All that time, I had replied to him with utmost respect and consideration. I didn't want to say anything to give him a reason to blame it on me on what happens to their marriage. But as the call grew longer, he grew more harsh and disrespectful. At one time he called me a cockroach which he could easily kill by stepping on me. I had changed the phone from my left ear to right, then left again. Streams of sweat trickled down as if im not the one who recently came out from the bathroom. And he continued insulting me. And at last he told me he is going to beat Mwanasiti tonight and she wont be able to sleep at all.

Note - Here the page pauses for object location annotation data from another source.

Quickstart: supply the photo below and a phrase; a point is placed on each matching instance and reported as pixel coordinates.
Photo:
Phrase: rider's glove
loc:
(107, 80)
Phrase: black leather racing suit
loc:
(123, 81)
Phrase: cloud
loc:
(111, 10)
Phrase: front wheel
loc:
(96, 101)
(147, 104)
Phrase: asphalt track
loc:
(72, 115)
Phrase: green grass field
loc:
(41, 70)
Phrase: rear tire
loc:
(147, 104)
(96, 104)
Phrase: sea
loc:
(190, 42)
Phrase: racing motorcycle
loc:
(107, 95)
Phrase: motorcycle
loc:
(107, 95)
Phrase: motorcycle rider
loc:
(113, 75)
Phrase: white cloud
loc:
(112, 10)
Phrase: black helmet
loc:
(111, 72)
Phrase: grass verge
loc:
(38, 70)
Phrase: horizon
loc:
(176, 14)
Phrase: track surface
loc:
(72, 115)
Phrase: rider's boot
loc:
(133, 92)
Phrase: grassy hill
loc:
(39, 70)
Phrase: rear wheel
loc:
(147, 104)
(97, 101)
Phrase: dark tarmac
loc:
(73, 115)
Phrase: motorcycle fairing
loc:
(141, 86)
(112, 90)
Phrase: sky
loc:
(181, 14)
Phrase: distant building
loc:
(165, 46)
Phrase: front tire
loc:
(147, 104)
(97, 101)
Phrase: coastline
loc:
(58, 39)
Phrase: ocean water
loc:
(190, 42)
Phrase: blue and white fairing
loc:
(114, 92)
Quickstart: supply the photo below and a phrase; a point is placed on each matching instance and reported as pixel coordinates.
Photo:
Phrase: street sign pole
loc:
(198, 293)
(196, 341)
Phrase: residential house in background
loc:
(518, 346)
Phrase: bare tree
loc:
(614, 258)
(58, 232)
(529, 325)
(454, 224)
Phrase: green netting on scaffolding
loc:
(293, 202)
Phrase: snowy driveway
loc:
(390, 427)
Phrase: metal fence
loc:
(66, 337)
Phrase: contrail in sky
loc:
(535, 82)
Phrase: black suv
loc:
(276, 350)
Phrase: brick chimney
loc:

I wondered why he told me that because Mwanasiti does not belong to me. But I had had enough from him. I knew he was jobless and lazy but I did not say anything to him. I knew he squandered his wife's money and he is the reason why they are living miserably, but I remained silent. So, I cut short his abuses and told him, Listen: If you are tired with Mwanasiti, don't find an excuse from me. I know you mistreat her because she will find it hard to leave the marriage because of the children. But I tell you, if you leave her, Mwanasiti will not suffer. I promise you, if you divorce her tonight, tomorrow night I will send my people to her home and I will marry her in absentia. If you think I'm calling a bluff, divorce her and watch the drama tomorrow!

I hung up and blocked his number permanently on my phone. After three days Mwanasiti called. She told me that all his husband's anger was because he did not get his hand on the money. He saw the 10k Mpesa I sent but she had already withdrawn the money and bought materials for her cooking business. He wanted it to buy Ghat/miraa and cigarettes and spend it having fun. She also told me that he did beat her that night, but he did not leave her. They are still together.